The rules apply to an SCSp (or other Luxembourg tax transparent entity) if, broadly:

  • it is considered as a taxable person (i.e. as tax opaque) by one or more investors in their own jurisdiction (an “opaque investor”); and
  • those opaque investors hold, in aggregate, at least 50% of the voting rights, capital ownership or profit interest in the entity in question. 

In applying the 50% threshold, the interests of investors “acting together” are aggregated. However, helpfully there is a presumption that investors each holding less than 10% of an investment fund are not acting together.  

Importantly for funds, there is an exemption within the reverse hybrid rules for collective investment vehicles, meaning an investment fund or vehicle that (i) is widely held, (ii) holds a diversified portfolio of securities and (iii) is subject to investor-protection regulation in the country in which it is established (which includes AIFs subject to AIFMD) (the CIV Exemption).

Points to look out for

In the fund structuring environment, we have seen several areas of difficulty and uncertainty arise in practice since these rules came into force.

  • Feeder/parallel fund partnerships:
    • The 50% threshold is generally tested on an entity-by-entity basis. So, while an opaque investor may hold less than 50% of a fund as a whole, it may hold 50%+ of an individual SCSp within the wider fund structure.
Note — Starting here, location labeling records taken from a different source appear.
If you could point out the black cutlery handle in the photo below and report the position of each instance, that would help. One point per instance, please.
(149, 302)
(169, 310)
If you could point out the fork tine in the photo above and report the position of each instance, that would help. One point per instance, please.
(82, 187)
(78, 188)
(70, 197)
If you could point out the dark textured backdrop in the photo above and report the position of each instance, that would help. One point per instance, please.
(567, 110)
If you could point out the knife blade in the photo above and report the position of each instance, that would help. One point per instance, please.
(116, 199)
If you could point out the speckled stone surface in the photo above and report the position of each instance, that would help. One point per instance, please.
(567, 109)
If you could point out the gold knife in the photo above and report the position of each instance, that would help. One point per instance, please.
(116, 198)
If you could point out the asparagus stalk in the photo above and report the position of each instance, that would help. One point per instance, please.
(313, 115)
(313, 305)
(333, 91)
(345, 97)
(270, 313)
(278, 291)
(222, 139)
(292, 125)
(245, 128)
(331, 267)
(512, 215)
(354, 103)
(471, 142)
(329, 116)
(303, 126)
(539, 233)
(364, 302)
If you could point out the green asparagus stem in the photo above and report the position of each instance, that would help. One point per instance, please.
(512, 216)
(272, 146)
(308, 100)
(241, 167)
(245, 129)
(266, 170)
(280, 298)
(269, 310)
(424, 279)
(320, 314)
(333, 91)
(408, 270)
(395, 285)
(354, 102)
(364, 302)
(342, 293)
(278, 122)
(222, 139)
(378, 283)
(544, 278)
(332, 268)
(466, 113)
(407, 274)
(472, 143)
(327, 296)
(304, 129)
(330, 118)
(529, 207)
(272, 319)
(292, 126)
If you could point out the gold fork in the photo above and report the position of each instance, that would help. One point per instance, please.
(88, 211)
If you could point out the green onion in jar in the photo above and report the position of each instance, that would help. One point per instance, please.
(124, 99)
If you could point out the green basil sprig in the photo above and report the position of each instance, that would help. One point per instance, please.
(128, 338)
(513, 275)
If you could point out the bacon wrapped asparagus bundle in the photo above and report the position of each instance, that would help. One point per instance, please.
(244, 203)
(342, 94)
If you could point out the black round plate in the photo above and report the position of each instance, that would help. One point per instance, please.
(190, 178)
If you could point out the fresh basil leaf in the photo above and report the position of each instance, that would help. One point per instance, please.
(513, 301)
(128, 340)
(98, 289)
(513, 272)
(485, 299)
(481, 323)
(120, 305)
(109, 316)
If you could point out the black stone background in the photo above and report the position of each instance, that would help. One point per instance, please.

Issues can arise, for example, where some investors participate through a feeder vehicle, or where the fund is structured as a series of parallel partnerships.
    • Feeder vehicles can also give rise to uncertainty in applying the 10% acting together presumption. In particular, there is a lack of technical consensus within the market as to whether the denominator for the 10% threshold should be (i) total commitments to the fund into which the feeder vehicle invests or (ii) total commitments to the feeder vehicle only – although the conservative view appears to be (ii).
  • “Widely held” condition: The CIV Exemption requires that the fund entity in question is “widely held”. However, there is no legislative definition of “widely held” and, consequently, there can be (in our experience) difficulty obtaining comfort that a vehicle is widely held for these purposes. This can make it difficult to rely solely on the CIV Exemption, particularly where there is an opaque investor that holds the significant majority of interests in a fund vehicle.
  • Tax-exempt investors: Strangely, the original reverse hybrids law did not contain an exception for where an opaque investor is tax-exempt (and therefore obtains no benefit from the tax hybridity of the relevant SCSp). There have been recent changes in the law that have attempted to fix this issue, although there are differing views as to whether the changes that have been made are completely satisfactory. For instance, there is residual uncertainty as to whether a tax-exempt investor “counts” towards the 50%+ threshold in determining whether the SCSp is a reverse hybrid. 
  • Non-AIF SCSps: A fund structure may contain entities that are not AIFs (and are not otherwise subject to investor protection regulation) and therefore cannot benefit from the CIV Exemption. This issue is often relevant for carry partnerships that are structured as SCSps, given they may not be AIFs from a regulatory perspective. For the same reason, it can also be relevant for SCSps within a deal investment holding structure. Without the CIV Exemption as a backstop, the reverse hybrid analysis for these entities therefore requires more care.

Conclusion

Over the last year, we have found in practice that the reverse hybrid rules can usually be successfully navigated for Luxembourg fund structures. However, the rules need attention due to the areas of complexity and uncertainty in their application, and given their potential adverse impact. Also, the application of the rules depends on the composition of a fund’s investor base, which is not known at the outset of a fundraising process. For these reasons, managers are well advised to keep a close eye on these rules during a fundraising.